Camponeses, grupos seminômades e líderes provinciais contribuíram para esse movimento por meio de uma onda de violência, banditismo e instabilidade que durou até o século 17. Com a persistência da seca, doenças e derramamento de sangue, as pessoas abandonaram fazendas e vilas, fugindo da Anatólia em busca de áreas mais estáveis, enquanto a fome matou muitos que não tinham recursos para partir.

O enfraquecimento do Império Otomano

Antes desse ponto, o Império Otomano havia sido um dos regimes mais poderosos do início do mundo moderno. Incluía grandes áreas da Europa, Norte da África e Oriente Médio e controlava os locais mais sagrados do Islã, Cristianismo e Judaísmo. Durante o século anterior, as tropas otomanas invadiram a Ásia Central, anexaram a maior parte da Hungria e avançaram pelo Império Habsburgo para ameaçar Viena em 1529.

O governo otomano conseguiu restabelecer a relativa calma na Anatólia rural em 1611, mas a um custo. O controle do sultão sobre as províncias foi irreversivelmente enfraquecido, e esse controle interno sobre a autoridade otomana ajudou a conter a tendência de expansão otomana.

A Rebelião Celali fechou a porta para a “Idade de Ouro” otomana, enviando este império monumental a uma espiral de descentralização, contratempos militares e fraqueza administrativa que perturbaria o estado otomano durante seus três séculos de existência restantes.

Mudanças climáticas como multiplicador de ameaças

Quatrocentos anos depois, o estresse ambiental coincidiu com a agitação social para lançar a Síria em uma guerra civil duradoura e devastadora.

Este conflito surgiu no contexto da opressão política e do movimento da Primavera Árabe, e no final de uma das piores secas da Síria na história moderna.

A magnitude do papel do meio ambiente na guerra civil síria é difícil de avaliar porque, assim como na Rebelião Celali, seu impacto esteve inevitavelmente ligado a pressões sociais e políticas. Mas a combinação brutal dessas forças não pode ser ignorada. É por isso que especialistas militares hoje falam sobre as mudanças climáticas como um “multiplicador de ameaças”.

Agora entrando em sua segunda década de existência, a guerra na Síria expulsou mais de 13 milhões de sírios de suas casas. Cerca de metade dessa população está deslocada internamente, enquanto o restante buscou refúgio em estados vizinhos, na Europa e além, intensificando muito a crise global de refugiados.

Lições para hoje e para o futuro

A região do Mediterrâneo pode ser particularmente propensa aos efeitos negativos do aquecimento global, mas essas duas histórias estão longe de ser casos isolados.

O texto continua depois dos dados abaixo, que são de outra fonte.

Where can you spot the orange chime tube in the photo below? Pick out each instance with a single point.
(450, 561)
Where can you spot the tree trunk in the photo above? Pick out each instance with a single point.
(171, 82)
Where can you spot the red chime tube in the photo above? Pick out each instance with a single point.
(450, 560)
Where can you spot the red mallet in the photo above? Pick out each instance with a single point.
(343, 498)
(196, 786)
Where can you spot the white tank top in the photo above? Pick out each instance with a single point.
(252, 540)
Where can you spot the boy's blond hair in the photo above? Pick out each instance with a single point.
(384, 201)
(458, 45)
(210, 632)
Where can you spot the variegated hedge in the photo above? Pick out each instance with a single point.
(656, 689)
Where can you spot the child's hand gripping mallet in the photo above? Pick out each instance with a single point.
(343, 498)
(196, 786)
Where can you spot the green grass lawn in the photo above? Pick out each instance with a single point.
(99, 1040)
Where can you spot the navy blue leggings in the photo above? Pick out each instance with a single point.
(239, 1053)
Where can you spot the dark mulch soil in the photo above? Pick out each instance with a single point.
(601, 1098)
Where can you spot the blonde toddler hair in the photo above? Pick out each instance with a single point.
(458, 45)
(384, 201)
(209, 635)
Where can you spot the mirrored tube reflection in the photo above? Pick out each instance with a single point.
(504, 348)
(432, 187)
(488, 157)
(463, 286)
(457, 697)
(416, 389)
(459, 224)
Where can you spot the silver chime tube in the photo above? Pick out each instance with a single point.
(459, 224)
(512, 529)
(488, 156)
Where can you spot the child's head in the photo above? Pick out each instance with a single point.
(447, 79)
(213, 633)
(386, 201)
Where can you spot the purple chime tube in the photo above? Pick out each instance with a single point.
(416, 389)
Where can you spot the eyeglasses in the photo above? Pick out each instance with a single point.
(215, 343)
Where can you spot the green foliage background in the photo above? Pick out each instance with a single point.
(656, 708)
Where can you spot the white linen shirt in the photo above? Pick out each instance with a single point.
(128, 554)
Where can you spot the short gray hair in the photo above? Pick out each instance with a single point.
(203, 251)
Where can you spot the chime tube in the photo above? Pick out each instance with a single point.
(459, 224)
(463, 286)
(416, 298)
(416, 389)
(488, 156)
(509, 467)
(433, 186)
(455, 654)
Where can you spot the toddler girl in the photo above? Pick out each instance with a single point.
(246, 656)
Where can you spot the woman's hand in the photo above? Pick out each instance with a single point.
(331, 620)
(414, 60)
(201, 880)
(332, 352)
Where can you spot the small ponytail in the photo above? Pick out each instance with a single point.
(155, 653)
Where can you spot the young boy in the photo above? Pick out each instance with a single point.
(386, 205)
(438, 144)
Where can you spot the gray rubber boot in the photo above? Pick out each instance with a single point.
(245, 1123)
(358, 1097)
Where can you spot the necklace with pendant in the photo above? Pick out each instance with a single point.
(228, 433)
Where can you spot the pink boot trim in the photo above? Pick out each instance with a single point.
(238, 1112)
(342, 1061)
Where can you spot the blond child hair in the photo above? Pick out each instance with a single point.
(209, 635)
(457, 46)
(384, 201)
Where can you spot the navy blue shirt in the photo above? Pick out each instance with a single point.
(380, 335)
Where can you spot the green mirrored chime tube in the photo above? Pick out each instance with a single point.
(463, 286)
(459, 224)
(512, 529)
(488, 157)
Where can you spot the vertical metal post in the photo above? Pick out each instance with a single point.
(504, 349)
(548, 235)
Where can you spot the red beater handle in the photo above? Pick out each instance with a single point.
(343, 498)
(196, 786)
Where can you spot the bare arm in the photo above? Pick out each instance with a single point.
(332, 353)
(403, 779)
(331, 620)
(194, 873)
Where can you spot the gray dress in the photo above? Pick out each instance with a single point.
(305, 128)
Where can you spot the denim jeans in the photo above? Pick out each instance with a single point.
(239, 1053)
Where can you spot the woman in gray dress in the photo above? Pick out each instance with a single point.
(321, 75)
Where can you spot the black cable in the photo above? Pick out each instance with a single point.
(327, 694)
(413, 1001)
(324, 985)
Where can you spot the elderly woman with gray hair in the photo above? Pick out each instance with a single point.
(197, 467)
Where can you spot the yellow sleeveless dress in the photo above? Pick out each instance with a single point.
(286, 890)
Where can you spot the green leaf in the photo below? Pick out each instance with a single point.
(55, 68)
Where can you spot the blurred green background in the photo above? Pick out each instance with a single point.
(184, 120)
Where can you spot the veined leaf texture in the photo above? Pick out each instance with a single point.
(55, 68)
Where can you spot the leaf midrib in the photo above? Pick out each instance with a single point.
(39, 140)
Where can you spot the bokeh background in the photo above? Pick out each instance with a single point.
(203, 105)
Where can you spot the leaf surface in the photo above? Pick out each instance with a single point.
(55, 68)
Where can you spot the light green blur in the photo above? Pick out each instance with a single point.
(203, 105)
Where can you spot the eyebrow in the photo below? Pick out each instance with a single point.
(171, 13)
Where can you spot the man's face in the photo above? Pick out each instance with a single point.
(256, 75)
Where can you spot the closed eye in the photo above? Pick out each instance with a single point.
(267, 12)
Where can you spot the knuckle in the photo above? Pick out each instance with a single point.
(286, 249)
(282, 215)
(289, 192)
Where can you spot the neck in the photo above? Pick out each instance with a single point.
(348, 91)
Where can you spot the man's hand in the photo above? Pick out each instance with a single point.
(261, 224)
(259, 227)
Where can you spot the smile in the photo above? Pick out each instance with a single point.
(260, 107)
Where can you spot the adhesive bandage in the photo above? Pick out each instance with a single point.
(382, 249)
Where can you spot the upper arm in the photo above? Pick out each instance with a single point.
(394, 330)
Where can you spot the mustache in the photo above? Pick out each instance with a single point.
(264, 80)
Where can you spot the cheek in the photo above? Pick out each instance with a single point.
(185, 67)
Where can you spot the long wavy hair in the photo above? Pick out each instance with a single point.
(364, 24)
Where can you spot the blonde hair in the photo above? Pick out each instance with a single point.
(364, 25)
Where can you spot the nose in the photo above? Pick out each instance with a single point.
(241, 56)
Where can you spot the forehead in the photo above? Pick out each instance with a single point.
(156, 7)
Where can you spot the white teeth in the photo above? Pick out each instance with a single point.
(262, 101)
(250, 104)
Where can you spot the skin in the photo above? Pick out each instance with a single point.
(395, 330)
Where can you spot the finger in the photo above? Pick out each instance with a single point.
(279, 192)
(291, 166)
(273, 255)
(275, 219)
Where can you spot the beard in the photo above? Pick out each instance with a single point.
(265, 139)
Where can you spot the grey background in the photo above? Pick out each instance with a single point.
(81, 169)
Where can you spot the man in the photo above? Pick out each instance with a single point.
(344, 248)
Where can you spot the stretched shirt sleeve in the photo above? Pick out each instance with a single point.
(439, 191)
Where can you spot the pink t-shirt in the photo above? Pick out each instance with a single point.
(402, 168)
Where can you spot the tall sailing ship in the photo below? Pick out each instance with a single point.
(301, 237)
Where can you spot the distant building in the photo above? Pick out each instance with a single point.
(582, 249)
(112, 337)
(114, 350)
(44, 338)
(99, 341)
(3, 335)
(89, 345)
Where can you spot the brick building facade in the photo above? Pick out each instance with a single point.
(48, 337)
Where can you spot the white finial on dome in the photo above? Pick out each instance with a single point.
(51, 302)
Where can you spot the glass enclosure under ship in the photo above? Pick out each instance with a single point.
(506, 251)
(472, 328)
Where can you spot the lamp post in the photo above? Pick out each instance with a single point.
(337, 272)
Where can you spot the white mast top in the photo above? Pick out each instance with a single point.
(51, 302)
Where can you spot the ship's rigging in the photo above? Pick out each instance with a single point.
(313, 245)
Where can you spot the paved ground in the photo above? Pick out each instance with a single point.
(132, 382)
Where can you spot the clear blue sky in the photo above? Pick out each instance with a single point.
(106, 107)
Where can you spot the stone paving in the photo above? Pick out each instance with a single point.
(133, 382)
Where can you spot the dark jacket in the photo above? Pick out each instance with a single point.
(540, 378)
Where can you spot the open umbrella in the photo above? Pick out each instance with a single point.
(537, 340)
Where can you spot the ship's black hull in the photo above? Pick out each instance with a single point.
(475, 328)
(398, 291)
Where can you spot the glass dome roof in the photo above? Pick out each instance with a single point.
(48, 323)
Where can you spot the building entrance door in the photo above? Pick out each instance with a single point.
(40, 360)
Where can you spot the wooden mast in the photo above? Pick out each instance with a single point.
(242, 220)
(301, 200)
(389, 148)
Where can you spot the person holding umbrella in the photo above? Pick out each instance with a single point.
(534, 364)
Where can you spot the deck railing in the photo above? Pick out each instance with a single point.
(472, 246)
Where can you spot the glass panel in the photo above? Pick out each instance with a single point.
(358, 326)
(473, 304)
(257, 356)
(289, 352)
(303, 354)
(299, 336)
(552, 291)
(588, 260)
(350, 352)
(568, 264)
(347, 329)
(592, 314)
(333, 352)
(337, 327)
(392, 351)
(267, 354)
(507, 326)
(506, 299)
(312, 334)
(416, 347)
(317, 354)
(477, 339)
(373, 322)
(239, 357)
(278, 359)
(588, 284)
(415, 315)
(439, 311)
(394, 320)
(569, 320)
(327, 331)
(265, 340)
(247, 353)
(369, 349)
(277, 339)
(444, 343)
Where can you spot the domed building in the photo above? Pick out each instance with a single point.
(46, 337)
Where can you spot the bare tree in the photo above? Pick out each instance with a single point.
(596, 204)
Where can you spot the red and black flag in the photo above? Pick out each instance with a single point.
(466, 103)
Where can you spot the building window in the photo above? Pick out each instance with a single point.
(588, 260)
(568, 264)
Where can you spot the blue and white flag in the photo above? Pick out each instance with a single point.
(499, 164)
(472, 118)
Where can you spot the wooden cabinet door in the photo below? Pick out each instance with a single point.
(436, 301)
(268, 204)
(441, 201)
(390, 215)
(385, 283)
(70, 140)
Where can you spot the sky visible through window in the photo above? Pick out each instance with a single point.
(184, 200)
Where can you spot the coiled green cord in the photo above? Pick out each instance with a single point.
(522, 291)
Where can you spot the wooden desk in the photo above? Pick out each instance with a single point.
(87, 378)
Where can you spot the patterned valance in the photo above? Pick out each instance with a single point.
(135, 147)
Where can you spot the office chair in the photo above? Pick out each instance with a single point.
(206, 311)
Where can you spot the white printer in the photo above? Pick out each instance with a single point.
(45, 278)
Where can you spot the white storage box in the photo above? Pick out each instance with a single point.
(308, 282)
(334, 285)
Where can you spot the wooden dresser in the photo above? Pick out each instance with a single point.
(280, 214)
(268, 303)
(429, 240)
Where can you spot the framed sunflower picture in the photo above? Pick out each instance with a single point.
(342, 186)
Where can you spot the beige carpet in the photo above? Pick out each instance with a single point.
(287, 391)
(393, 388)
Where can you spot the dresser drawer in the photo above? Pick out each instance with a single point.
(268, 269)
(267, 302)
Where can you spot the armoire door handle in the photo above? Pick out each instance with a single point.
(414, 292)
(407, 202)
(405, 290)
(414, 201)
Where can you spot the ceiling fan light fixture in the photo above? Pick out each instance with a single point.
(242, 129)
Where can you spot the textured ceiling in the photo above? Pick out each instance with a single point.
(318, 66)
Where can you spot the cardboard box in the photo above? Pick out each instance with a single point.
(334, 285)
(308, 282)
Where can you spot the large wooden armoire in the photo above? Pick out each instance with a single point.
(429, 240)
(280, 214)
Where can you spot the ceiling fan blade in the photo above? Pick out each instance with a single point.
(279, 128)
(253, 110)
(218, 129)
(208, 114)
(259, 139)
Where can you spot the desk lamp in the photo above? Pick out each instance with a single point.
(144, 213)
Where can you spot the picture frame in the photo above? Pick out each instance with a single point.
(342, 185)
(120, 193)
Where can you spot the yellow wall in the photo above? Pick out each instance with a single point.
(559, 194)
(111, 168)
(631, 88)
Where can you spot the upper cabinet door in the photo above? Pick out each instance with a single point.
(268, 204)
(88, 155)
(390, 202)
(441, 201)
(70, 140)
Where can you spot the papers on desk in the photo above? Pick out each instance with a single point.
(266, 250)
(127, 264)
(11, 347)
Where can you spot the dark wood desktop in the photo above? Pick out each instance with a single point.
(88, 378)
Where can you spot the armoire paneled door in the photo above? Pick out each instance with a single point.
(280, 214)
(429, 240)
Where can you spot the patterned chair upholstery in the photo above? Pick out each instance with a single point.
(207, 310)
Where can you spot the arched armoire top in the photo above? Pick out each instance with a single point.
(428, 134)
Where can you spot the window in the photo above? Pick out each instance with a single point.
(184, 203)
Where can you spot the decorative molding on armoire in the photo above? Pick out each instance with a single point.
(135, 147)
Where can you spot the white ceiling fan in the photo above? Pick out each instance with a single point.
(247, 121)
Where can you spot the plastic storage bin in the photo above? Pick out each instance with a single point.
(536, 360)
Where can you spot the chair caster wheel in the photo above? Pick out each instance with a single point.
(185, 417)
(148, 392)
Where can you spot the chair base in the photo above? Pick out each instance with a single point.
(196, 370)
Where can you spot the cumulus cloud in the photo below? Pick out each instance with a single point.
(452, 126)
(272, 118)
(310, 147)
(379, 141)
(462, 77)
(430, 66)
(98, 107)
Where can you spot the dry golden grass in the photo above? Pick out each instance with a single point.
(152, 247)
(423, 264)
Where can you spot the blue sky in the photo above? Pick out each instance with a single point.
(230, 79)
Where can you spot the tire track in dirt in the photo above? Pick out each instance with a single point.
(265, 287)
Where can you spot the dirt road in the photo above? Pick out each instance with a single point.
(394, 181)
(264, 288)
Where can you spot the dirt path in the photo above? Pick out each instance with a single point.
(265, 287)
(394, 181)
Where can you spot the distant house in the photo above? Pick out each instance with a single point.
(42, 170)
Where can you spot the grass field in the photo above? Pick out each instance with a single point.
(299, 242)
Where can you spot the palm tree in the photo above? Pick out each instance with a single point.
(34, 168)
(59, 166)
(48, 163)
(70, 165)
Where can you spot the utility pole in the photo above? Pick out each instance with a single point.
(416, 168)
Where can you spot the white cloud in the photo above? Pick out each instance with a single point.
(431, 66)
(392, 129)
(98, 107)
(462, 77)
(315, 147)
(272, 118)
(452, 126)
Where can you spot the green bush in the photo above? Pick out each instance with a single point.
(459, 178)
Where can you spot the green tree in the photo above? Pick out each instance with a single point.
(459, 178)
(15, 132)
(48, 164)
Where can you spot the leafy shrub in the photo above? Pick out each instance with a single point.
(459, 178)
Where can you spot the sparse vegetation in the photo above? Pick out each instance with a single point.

À medida que as temperaturas da Terra sobem, o clima dificultará cada vez mais os assuntos humanos, exacerbando o conflito e impulsionando a migração. Nos últimos anos, países de baixa altitude como Bangladesh foram devastados por enchentes, enquanto a seca afetou vidas no Chifre da África e na América Central, enviando um grande número de migrantes para outros países.

A história do Mediterrâneo oferece três lições importantes para abordar as questões ambientais globais atuais.

Em primeiro lugar, os efeitos negativos das mudanças climáticas recaem desproporcionalmente sobre os indivíduos pobres e marginalizados, aqueles que são menos capazes de responder e se adaptar.

Em segundo lugar, os desafios ambientais tendem a atingir mais duramente quando combinados com as forças sociais, e os dois estão frequentemente conectados de forma indistinguível.

Terceiro, a mudança climática tem o potencial de estimular a migração e o reassentamento, estimular a violência, derrubar regimes e transformar dramaticamente as sociedades humanas em todo o mundo.

A mudança climática, em última análise, afetará a todos – de maneiras dramáticas, angustiantes e imprevistas. Ao contemplar esse futuro, podemos aprender muito com nosso passado.